Es ist offensichtlich, dass Chinas Wirtschaft ein Problem hat: Die Exporte sind im Juli um mehr als acht Prozent eingebrochen, was viele Beobachter auch auf den Wertzuwachs des Renminbi in den vergangenen Monaten zurückführen. Entwickelt sich der Aussenhandel weiter schlecht, könnte auch das von der Regierung angepeilte Wachstumsziel von sieben Prozent in Gefahr geraten.
Erschüttert wurde die Wirtschaft zudem durch den Börsencrash, bei dem viele Leute Vermögen verloren hätten, sagt der Ökonom und China-Experte Horst Löchel von der Frankfurt School of Finance and Management: «Dies alles wurde jetzt möglicherweise zu einem zu gefährlichen Mix für die Behörden und sie griffen in den Wechselkurs ein.»
Das Ausmass der Intervention zeigt die grosse Unruhe in der chinesischen Regierung.

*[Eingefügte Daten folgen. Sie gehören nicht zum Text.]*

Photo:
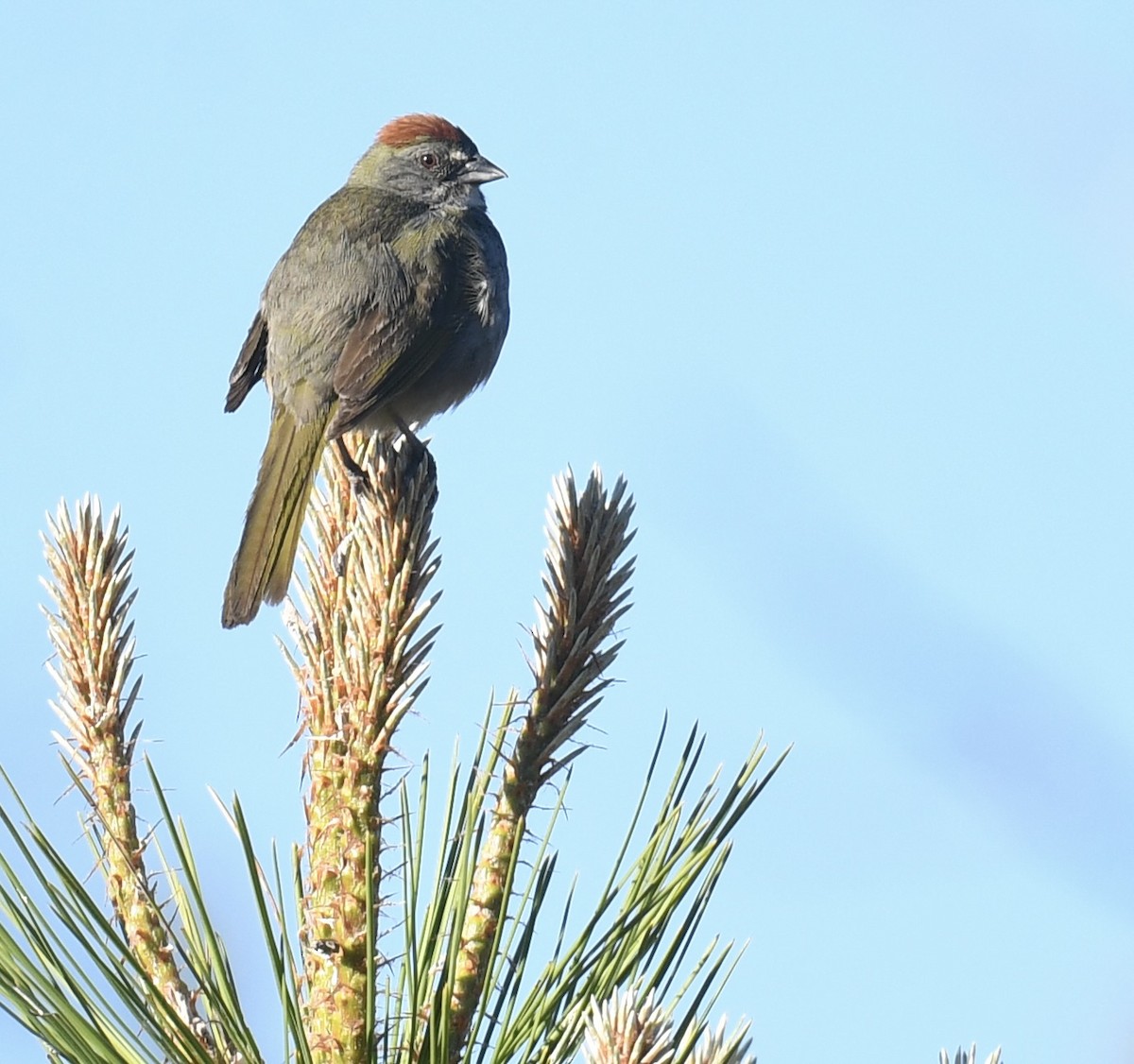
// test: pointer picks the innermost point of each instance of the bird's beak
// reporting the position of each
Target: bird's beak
(479, 171)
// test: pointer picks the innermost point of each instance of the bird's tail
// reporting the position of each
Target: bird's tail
(262, 566)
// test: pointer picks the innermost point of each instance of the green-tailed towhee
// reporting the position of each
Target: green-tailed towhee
(389, 306)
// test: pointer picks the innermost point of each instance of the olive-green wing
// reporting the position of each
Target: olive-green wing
(394, 344)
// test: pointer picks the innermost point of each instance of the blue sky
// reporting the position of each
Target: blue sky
(845, 289)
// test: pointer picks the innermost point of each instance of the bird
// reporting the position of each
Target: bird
(389, 306)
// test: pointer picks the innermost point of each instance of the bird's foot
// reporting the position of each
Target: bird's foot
(360, 481)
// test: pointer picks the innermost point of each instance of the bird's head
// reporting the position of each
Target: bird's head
(428, 159)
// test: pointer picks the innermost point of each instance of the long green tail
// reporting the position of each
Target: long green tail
(262, 566)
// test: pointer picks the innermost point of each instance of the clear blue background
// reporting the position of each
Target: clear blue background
(845, 289)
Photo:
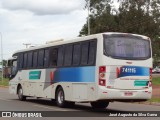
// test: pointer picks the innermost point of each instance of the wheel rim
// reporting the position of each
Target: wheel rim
(60, 97)
(20, 93)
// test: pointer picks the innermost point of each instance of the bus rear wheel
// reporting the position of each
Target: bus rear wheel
(99, 104)
(20, 94)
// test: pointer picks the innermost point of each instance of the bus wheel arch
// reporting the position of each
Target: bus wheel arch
(20, 93)
(99, 104)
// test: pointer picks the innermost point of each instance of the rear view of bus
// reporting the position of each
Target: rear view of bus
(124, 72)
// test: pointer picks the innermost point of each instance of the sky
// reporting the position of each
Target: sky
(38, 21)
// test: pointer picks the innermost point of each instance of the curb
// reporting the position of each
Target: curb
(150, 103)
(4, 86)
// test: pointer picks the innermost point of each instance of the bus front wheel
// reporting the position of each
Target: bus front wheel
(60, 97)
(20, 94)
(99, 104)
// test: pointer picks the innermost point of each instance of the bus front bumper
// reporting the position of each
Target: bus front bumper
(125, 95)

Anders als Dollar, Euro oder Schweizer Franken wird die chinesische Landeswährung Renminbi (auch Yuan) nicht frei gehandelt. Stattdessen legt die Zentralbank täglich einen Referenzkurs fest. Am Dienstag senkten die Zentralbanker dieses Referenzkurs auf einen Schlag um 1,9 Prozent im Vergleich zum US-Dollar – und damit so stark wie noch nie in den letzten zehn Jahren.
Der Eingriff in den Wechselkurs sei eine sehr drastische Massnahme, um die Exporte zu stärken beziehungsweise Arbeitsplätze in der Exportindustrie zu erhalten, erklärt Löchel. Das Ausmass der Intervention zeige die grosse Unruhe in der chinesischen Regierung ist, denn sie hätte beispielsweie auch mit Zinssenkungen für Banken, erleichterten Kreditvergaben oder der Senkung der Mindestreserven reagieren können.
Die Schattenseite
«Die Motivation, durch Abwertung die Exportgeschäfte anzukurbeln, ist deutlich zu erkennen», unterstreicht auch der chinesisch-stämmige Ökonom Xuewu Gu von der Universität Bonn. Ein verbilligter Renminbi könne den Exporteuren zumindest kurzfristig helfen, wieder Fuss zu fassen. Alle Waren würden im Ausland auf einen Schlag günstiger.
Allerdings gibt es laut Gu inzwischen auch viele chinesische Unternehmen, die auf Importe aus dem Ausland angewiesen sind. Diese Importeure müssten nun drauflegen: «Langfristig dürfte die Wirtschaft daher kaum profitieren von der Staatsintervention auf dem Devisenmarkt.»
Erneute Flucht in den Dollar verhindern
China-Kenner Gu vermutet daher, dass noch ein ganz anderer Grund hinter der massiven Intervention: «Wenn man warten würde, bis die US-Notenbank ihre Zinsen erhöht, wäre es zu spät für China. Denn dadurch könnte eine neue Welle der Kapitalflucht entstehen.»
Die chinesische Regierung versuche daher, vorzubeugen, indem sie die Landeswährung künstlich abwerte. Investoren, die auf der Suche nach mehr Rendite versucht sein könnte, ihre Renminbi künftig in US-Dollar zu tauschen, müssten daher für jeden Dollar deutlich mehr Renminbi hergeben, also teurer bezahlen. Dies ist laut Gu eine entscheidende Überlegung bei dieser Massnahme zum jetzigen Zeitpunkt.
Und wo sind die Verlierer?
China sei allerdings nicht das einzige Land, das auf diese Weise vorbeuge, bemerkt Gu. Im Gegenteil: Fast alle Industrieländer, aber auch asiatische Schwellenländer, hätten ihre Währungen gegenüber dem Dollar in den letzten Monaten abgewertet. Doch der Renminbi habe im Vergleich zu vielen anderen Währungen in den letzten Monaten kräftig an Wert gewonnen, zum Nachteil der Wirtschaft.
China wollte nicht mehr allein dastehen und erst noch auf Kosten der eigenen Wirtschaftsentwicklung.
Der Verlierer der heutigen Renminbi-Abwertung dürften die USA sein. Der Dollar legte zu, US-Produkte werden im Ausland teurer. Und dennoch dürften sich die Amerikaner mit der üblichen Anschuldigung eines von den Chinesen angezettelten Währungskriegs diesmal zurückhalten. Denn es schliesslich der Dollar, der den Chinesen das Leben schwer macht.